Food/Travel

Sep 13, 2017

View this article in another language
On Sept. 5, the Korea Tourism Organization released a report about Korean tourism keywords from 2016 in major search engines like Google, Baidu and Yahoo. The photo above shows a group of tourists visiting Gyeongbokgung Palace in Seoul in February 2017. (Korea.net DB)

On Sept. 5, the Korea Tourism Organization released a report about Korean tourism keywords from 2016 in major search engines like Google, Baidu and Yahoo. The photo above shows a group of tourists visiting Gyeongbokgung Palace in Seoul in February 2017. (Korea.net DB)

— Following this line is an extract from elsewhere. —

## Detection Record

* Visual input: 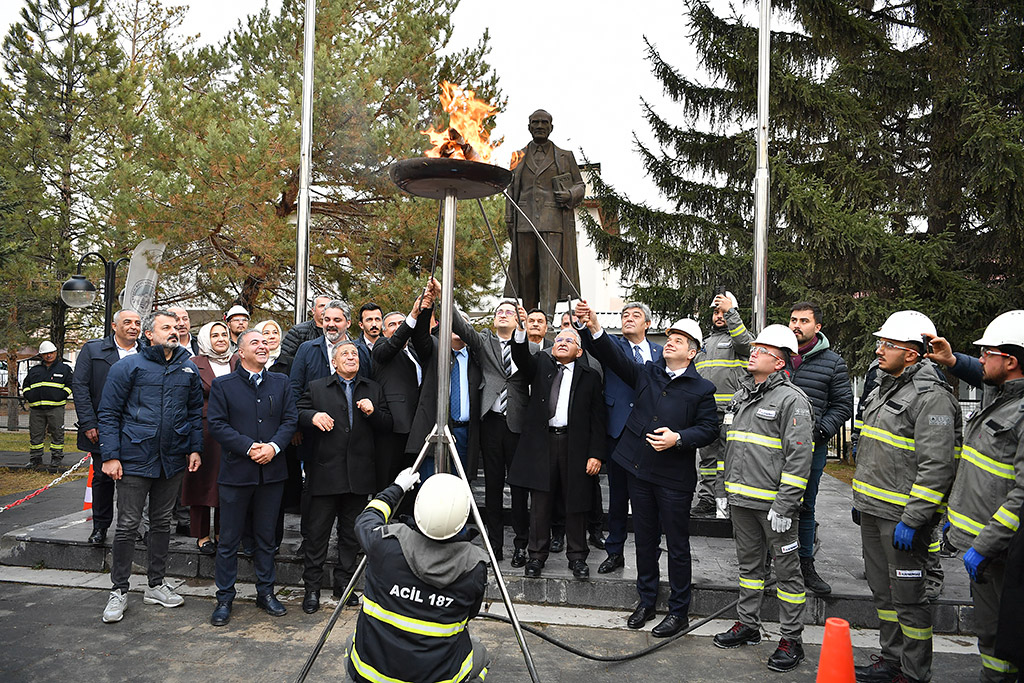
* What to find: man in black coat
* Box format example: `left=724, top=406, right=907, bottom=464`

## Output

By Xu Aiying and Kim Young Shin

The Korea Tourism Organization (KTO) released a report on Sept. 5 that analyzed the keyword searches about tourism in Korea that people made all around the world in 2016. The report's data included results from major search engines in English, German, Japanese, French, Spanish, Russian, simplified Chinese and traditional Chinese.

The report looked at the keywords used in searches about Korean tourism in major search engines like Google, Baidu and Yahoo. In English-speaking regions, the word “kimchi” was the most searched for keyword, with 450,000 hits per month on average, followed by "Korean drama," "Seoul" and "Korean movie." In German, the word “kimchi” was also the most searched for keyword. The word “Hangeul” for the Korean alphabet and the name of the folk song “Arirang” were also in the top 10 keywords in German-speaking populations.

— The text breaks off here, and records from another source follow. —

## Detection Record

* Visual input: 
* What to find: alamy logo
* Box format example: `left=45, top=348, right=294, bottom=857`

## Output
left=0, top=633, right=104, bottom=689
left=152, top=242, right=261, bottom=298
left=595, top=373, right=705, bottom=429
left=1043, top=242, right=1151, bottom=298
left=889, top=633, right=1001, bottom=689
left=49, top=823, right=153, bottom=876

In simplified Chinese, the word “Sinchon,” a busy university neighborhood in Seoul, was at the top, with a record 32 million clicks per month. In traditional Chinese, people searched for “Demilitarized Zone” the most, with 120,000 clicks per month.

Japanese speakers were mostly curious about “K-pop,” while people using French and Spanish were interested in “taekwondo.” The pop culture website “Allkpop” (www.allkpop.com) was at the top of the list for Russian speakers.

The top search words differed by language or country, but city names like Seoul and Busan, or common words like kimchi, Hangeul or Hallyu, were also commonly found.

“Korea’s representative food, kimchi, was one of the most popular search words all across the world,” said Je Sang-won, the head of the International Tourism Information Team at the KTO. “Because there are a vast number of Chinese tourists visiting Korea, Mandarin-speaking populations are interested in names of neighborhoods where they can go shopping, like Sinchon or Myeongdong.”